Regarder la télé avec un télescope. "Il est bon de faire savoir - explique Venneri - que le bateau de l’Otan était en train de tester des robots navigants et sous-marins des plus raffinés, projetés dans des buts certainement non scientifiques par l’Office of Naval Research des Etats-Unis". Ces robots sont des torpilles en plastique, dirigées par des canots adaptés, d’une longueur de trois mètres et d’un poids variant entre 100 et 300 kilos. De petits bijoux de technologie capables de descendre à 6000 mètres de fond et d’être contrôlés jusqu’à une distance de 500 km. Ils seraient projetés pour exécuter le relevé cartographique des fonds marins, pour faire des relevés de l’environnement marin et pour explorer des sites archéologiques sous-marins. Mais ils pourraient aussi avoir d’autres applications.
"Etudier avec ces torpilles la posidonia, qui se développe à 100 mètres de la surface parce qu’il lui faut de la lumière, c’est comme regarder la télé avec un télescope", dénonce Venneri. "Les potentialités militaires de ces robots sont évidentes et nos craintes de militarisation sont donc plus que jamais réelles, étant donné que l’Otan est même parvenue à bénéficier de certains bâtiments sur l’îlot". Comme chaque année, en effet, le Wwf a fait la demande de pouvoir utiliser certains locaux pour l’observation des oiseaux : demande rejetée, et locaux destinés à héberger le personnel de l’Otan. L’île de Pianosa Une zone hyperprotégée. L’île est pour l’instant blindée et même les excursions à terre ne sont pas possibles. Legambiente explique encore : "Les ressources navales du ministère de l’Environnement ont été mobilisées pour chercher à limiter les dommages. Il s’agit d’une zone marine qui devrait être hyper protégée et qui abrite des milieux désormais uniques en Méditerranée, avec une faune et une flore de très grande importance". Pianosa est en effet classifiée comme zone de protection spéciale de l’Union européenne et sa prairie sous-marine de posidonia océanique très étendue est un site d’une importance communautaire. De plus, on est en train d’instituer une zone marine protégée. "Il faudra faire la lumière non seulement sur ce qui s’est passé mais aussi sur le futur de l’île. Parce que le plan de protection et de valorisation de l’île, annoncé plusieurs fois par le ministère de l’environnement, gît encore au fond d’un tiroir?". Pour Venneri, entre prison et Otan, "l’île est à nouveau une île de militaires".

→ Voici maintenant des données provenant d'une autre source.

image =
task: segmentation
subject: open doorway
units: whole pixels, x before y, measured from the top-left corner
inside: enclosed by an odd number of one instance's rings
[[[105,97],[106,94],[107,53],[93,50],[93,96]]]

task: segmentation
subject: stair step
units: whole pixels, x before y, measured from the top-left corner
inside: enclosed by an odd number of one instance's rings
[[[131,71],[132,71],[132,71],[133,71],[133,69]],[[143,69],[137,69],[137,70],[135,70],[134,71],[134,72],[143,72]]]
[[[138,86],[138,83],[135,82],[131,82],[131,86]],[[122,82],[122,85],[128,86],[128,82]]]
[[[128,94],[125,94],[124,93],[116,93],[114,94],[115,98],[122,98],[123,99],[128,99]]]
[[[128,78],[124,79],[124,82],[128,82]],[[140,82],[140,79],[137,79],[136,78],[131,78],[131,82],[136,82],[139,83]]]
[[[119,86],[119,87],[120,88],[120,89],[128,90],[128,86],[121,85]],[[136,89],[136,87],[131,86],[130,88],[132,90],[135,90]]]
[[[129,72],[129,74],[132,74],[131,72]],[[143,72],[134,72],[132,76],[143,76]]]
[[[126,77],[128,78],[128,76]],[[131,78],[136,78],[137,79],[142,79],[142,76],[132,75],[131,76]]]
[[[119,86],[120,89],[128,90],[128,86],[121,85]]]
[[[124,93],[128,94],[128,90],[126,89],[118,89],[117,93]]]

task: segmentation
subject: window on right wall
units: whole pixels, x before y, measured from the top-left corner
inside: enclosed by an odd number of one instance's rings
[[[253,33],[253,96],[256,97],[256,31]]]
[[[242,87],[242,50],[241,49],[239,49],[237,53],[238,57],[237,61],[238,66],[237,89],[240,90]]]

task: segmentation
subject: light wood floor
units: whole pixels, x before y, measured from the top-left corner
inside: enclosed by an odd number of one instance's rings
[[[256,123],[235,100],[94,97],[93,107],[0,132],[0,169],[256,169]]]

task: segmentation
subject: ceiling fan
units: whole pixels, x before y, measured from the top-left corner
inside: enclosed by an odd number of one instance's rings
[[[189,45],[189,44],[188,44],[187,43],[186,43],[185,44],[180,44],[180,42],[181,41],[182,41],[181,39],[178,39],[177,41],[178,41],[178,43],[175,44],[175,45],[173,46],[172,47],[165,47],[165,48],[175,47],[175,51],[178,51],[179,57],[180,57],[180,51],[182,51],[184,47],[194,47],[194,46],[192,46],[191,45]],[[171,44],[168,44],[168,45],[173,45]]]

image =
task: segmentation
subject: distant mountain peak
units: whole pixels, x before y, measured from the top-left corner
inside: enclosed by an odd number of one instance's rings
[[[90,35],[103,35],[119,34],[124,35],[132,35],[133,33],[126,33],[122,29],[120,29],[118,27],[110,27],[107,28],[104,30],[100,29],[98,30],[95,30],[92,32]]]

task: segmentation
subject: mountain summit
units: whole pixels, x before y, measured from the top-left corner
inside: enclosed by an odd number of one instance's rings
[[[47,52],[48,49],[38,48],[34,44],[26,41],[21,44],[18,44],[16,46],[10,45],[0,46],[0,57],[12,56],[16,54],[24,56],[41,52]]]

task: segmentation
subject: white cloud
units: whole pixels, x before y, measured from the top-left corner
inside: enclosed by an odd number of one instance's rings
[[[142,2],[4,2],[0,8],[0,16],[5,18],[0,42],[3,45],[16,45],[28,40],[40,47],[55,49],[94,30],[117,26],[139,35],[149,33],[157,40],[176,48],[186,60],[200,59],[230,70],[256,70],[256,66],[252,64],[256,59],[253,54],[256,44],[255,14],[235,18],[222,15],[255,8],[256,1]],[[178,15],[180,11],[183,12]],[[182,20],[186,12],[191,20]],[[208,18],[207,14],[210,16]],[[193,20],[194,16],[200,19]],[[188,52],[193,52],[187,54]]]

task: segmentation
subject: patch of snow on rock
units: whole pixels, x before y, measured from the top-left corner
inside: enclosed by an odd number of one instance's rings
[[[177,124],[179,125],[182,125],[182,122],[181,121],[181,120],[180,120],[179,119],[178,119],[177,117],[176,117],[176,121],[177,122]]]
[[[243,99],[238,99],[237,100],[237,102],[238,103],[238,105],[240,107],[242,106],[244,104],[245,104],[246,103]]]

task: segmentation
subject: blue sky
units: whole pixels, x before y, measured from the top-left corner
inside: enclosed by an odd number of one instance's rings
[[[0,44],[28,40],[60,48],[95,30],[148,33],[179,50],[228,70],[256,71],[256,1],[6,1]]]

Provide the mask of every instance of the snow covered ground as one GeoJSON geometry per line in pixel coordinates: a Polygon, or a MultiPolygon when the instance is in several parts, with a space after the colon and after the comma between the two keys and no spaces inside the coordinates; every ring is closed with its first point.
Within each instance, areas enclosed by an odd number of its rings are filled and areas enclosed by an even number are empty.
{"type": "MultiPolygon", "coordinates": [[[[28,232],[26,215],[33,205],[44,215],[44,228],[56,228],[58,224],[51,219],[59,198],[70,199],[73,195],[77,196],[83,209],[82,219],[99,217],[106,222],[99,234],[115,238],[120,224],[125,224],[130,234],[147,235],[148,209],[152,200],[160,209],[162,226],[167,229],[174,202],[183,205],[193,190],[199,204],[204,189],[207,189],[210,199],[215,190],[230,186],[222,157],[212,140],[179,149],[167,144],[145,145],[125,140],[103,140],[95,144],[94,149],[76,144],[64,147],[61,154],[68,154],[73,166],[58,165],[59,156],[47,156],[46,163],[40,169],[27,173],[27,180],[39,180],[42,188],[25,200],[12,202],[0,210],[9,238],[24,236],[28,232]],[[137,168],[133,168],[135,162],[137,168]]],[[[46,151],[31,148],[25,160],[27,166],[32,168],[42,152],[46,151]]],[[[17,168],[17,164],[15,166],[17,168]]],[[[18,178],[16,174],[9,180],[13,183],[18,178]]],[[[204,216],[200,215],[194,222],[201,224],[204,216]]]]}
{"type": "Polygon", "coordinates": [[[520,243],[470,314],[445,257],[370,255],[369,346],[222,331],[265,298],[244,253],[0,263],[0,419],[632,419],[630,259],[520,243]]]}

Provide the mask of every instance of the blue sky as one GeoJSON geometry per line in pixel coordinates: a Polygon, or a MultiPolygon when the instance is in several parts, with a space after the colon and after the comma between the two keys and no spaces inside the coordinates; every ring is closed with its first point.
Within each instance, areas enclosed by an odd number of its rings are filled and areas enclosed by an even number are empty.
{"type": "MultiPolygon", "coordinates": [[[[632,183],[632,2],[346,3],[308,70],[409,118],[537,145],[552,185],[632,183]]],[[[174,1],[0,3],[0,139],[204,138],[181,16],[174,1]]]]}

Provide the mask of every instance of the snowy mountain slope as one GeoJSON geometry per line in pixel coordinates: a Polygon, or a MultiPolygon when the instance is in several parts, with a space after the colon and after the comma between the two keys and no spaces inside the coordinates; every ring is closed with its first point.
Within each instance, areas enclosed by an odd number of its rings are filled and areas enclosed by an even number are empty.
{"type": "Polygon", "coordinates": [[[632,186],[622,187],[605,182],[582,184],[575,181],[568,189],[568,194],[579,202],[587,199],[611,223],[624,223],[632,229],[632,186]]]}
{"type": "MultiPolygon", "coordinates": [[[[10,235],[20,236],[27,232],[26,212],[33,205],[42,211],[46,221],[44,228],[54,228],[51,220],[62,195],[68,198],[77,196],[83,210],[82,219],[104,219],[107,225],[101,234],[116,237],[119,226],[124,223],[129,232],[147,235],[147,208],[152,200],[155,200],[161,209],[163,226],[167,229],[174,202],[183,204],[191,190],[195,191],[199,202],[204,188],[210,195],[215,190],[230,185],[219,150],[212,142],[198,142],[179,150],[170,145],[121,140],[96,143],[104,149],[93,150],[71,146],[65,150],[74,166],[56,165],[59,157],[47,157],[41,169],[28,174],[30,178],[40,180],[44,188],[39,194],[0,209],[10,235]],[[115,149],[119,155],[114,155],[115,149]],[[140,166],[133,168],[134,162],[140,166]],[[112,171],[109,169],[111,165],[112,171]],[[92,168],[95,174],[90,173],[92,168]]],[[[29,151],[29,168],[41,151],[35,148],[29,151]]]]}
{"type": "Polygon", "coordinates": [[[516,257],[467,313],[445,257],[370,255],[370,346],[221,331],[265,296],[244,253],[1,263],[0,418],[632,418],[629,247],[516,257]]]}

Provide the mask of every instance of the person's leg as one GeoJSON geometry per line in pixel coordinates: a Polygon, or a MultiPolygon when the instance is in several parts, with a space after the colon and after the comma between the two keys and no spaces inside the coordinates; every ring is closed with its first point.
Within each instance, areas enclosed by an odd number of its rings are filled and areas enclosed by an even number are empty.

Questions parlementaires et enquêtes. Pour l’instant la politique et la magistrature se mobilisent aussi. Ermete Realacci, député de la Marguerite et président honorifique de Legambiente a en effet présenté une question urgente au Président du Conseil et aux ministres de l’Environnement et de la Défense pour que toute la lumière soit faite sur cette affaire. La même demande arrive des Ds et des Verts, persuadés que la version officielle sur la "recherche scientifique" n’est absolument pas crédible. Le parquet de Livourne a de son côté ouvert une enquête pour éclaircir aussi bien les raisons pour lesquelles le bateau s’est échoué que les motifs de l’expédition scientifique. Selon les magistrats, en effet, l’hypothèse selon laquelle deux navires sophistiqués de la Marine militaire italienne, comme l'"Alliance" et le "Leonardo", ne se seraient pas aperçus à temps qu’ils allaient toucher le fond , n’est pas convaincante.